Un homme d'une cinquantaine d'année s'interroge sur le sens de la vie, sur le sens de sa vie. Depuis huit ans il n'a pas touché une femme, depuis son divorce. Trois femmes comptent dans sa vie, trois Gudrun, sa mère, son ex-femme et sa fille.
Jonas Ebeneser a pourtant une passion : celle de restaurer, réparer et retaper les meubles, les pièces ou les objets qui ne se portent pas bien. Bientôt, il ne trouve plus de réconfort à réparer les choses, la crise existentielle de la cinquantaine frappe à la porte de son âme.
Il décide d'en finir puisque les trois femmes de sa vie ne semblent faire que peu de cas de lui et de ses questionnements. Il liquide son entreprise, prend un minimum d'affaires, ses outils les plus utiles, dont sa perceuse, et un billet d'avion pour un pays en guerre pour mettre fin à ses jours, disparaître sans laisser de trace.
Sauf que...
Le pays ravagé par la guerre connaît une trêve, l'hôtel « Silence » où il a réservé une chambre pour quelques jours, renaît doucement de ses cendres grâce à l'opiniâtreté des neveu et nièce, Fifi et May, de la propriétaire.
La ville balnéaire panse ses plaies comme elle peut, tente de vivre normalement depuis que les démineurs ont rendu sûrs quelques quartiers, Jonas est un des trois touristes accueillis par l'Hôtel Silence, annonceur d'une possible embellie sur un pays en ruines.
Jonas prend peu à peu conscience que tout est à réparer, retaper ou restaurer dans la ville et surtout dans l'hôtel.
Il commence par rendre fonctionnelle la douche de sa chambre ce qui n'échappe pas à May. Un lien s'instaure entre Jonas et les jeunes gens au point qu'il cède à leur demande d'aide pour remettre en état les chambres de l'hôtel.
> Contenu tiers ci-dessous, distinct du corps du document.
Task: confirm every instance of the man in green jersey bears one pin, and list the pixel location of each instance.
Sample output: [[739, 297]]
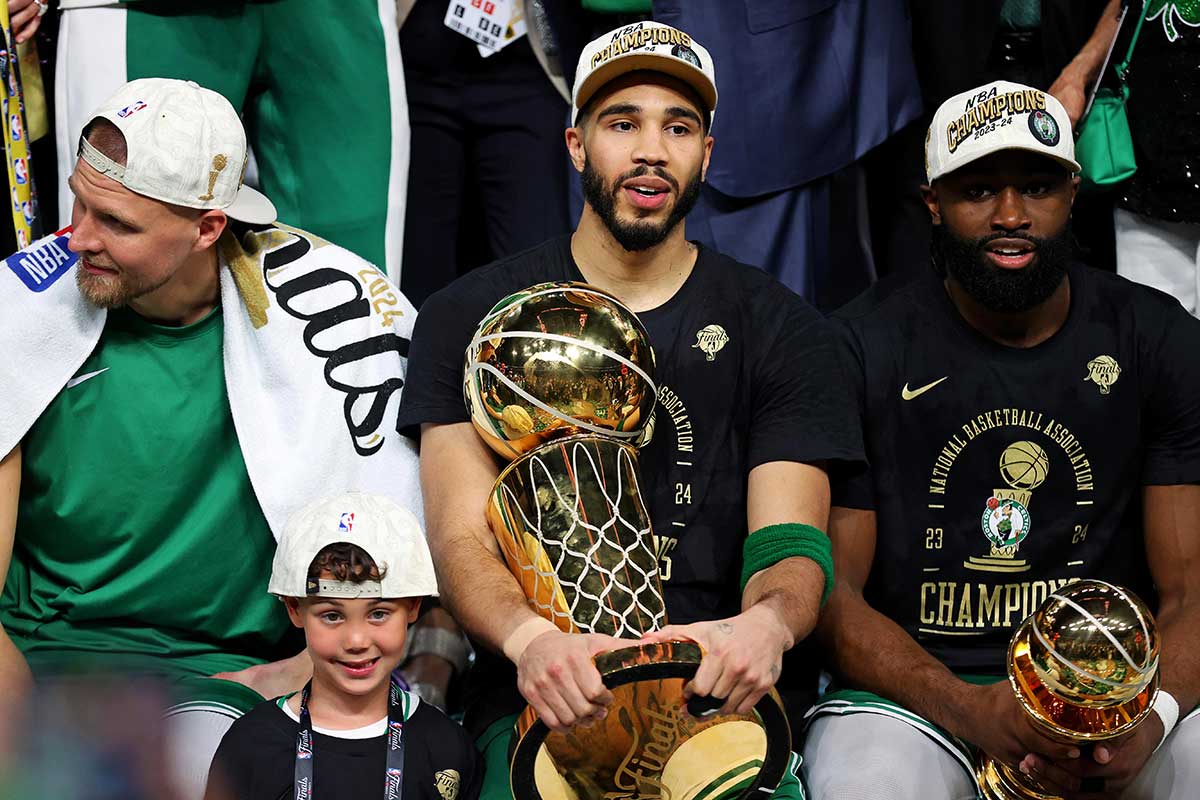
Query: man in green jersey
[[136, 525]]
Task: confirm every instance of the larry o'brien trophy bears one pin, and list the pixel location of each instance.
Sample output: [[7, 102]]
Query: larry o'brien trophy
[[1085, 669], [559, 378]]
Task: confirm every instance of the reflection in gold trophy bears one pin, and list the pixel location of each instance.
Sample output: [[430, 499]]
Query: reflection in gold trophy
[[559, 379], [1085, 669]]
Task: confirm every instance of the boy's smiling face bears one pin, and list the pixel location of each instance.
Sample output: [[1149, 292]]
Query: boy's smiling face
[[354, 644]]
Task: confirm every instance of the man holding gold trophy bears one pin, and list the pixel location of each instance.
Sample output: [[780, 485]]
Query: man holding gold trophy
[[1033, 434], [684, 483]]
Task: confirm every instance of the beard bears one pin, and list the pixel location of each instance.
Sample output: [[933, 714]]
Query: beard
[[996, 288], [640, 234], [112, 290]]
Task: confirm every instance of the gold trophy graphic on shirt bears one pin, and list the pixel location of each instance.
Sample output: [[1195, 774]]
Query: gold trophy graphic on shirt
[[1085, 669], [558, 379], [1024, 467]]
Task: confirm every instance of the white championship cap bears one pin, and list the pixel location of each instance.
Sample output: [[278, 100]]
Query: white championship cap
[[996, 116], [643, 46], [186, 145], [389, 534]]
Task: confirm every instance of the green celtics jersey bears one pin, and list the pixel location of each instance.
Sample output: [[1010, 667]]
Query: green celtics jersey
[[139, 542]]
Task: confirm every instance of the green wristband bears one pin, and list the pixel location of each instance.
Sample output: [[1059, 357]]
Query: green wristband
[[768, 546]]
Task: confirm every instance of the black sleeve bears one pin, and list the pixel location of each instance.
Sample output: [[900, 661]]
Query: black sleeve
[[850, 482], [433, 385], [1173, 403], [799, 394]]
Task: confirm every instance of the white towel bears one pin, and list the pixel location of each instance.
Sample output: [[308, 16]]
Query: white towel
[[316, 346]]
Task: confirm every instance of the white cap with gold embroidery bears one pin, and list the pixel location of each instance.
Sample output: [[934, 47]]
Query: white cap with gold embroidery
[[389, 534], [1000, 115], [643, 46], [186, 145]]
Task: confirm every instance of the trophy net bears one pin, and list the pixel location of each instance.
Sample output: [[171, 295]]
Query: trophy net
[[575, 533]]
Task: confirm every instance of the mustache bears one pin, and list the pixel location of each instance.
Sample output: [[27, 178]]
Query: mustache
[[979, 244], [642, 172]]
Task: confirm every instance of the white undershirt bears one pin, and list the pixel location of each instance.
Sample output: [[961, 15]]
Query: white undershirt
[[365, 732]]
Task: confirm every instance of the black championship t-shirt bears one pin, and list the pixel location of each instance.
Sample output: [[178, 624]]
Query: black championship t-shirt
[[747, 374], [1000, 474], [256, 758]]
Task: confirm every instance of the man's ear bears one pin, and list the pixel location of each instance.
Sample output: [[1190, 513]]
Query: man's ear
[[210, 226], [929, 197], [293, 606], [575, 148]]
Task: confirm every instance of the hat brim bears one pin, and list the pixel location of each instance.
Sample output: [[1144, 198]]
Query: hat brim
[[652, 61], [1067, 163], [252, 206]]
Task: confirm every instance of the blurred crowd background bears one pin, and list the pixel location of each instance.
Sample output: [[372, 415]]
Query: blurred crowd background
[[430, 151]]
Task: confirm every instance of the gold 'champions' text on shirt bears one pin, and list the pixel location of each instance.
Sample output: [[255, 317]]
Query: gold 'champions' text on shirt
[[636, 37], [988, 108]]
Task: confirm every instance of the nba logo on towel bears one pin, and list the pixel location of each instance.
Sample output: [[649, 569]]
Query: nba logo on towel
[[129, 109]]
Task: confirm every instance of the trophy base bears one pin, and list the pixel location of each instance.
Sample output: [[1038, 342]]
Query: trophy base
[[648, 746], [999, 781]]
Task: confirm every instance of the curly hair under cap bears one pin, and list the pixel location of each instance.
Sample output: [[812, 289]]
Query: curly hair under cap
[[345, 561]]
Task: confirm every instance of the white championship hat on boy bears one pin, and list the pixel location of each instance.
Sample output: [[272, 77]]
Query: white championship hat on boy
[[643, 46], [1000, 115], [186, 145], [389, 534]]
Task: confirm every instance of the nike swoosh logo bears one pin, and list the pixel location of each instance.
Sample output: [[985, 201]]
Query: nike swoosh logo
[[79, 379], [917, 392]]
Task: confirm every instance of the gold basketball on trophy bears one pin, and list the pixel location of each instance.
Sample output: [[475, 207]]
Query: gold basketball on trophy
[[559, 380], [1085, 668], [1024, 464], [558, 359]]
Puis ce sera le pont, fragile, jeté entre lui et Adam, le jeune fils de May, orphelin de père et muet. Un jour, Jonas, dans la réserve de l'hôtel, trouve un cahier de coloriage et ses crayons de couleur. Adam couvre des pages entières de rouge et de noir jusqu'à ce que les crayons s'amenuisent. Ses dessins deviennent plus organisés et colorés, comme s'il reprenait goût à la vie et à ses couleurs. L'embellie après avoir exorcisé ses peurs par ses gribouillages violents.
Ainsi Jonas parti loin de chez lui pour disparaître à jamais, se remet à exercer sa passion, qui là devient nécessité, de restaurateur, de réparateur d'objets brisés. A chaque fois qu'il remet en fonctionnement quelque chose, qu'il répare un meuble, qu'il réhabilite les pièces d'une maison qui accueillera des femmes qui ont tout perdu, c'est un être humain qu'il reconstruit, c'est une vie brisée qu'il remet debout … et c'est un peu des morceaux de lui-même qu'il recolle.
« Ör » est un roman, non pas initiatique, de la réparation, du retour sur soi et de la reconstruction de soi. On se perd pour mieux se retrouver dans un endroit perdu, laminé et brisé par les horreurs d'une guerre civile qui rendit ennemis les voisins, les amis.
Audur Ava Olafsdottir relate, avec une délicatesse empreinte de poésie, le cheminement d'un homme à la recherche d'un sens à sa vie. Il pense l'avoir perdu et en pratiquant, à sa manière, l'art du kintsugi, art ancestral japonais de réparation des « blessures » des objets avec de la poudre d'or, les mettant en valeur pour les magnifier, approche au plus près la quintessence de la vie en soulignant les blessures reçues. Ör en islandais est un terme neutre qui veut dire cicatrice, toute sorte de cicatrices, ce qui renforce encore plus l'histoire du personnage principal.
Le nymphea tatoué sur la poitrine de Jonas en sublime la blessure, les réparations discrètes, mais ô combien vitales, des objets du quotidien, soulignent que ce qui a été détruit peut reprendre « vie » et que mourir n'est jamais urgent.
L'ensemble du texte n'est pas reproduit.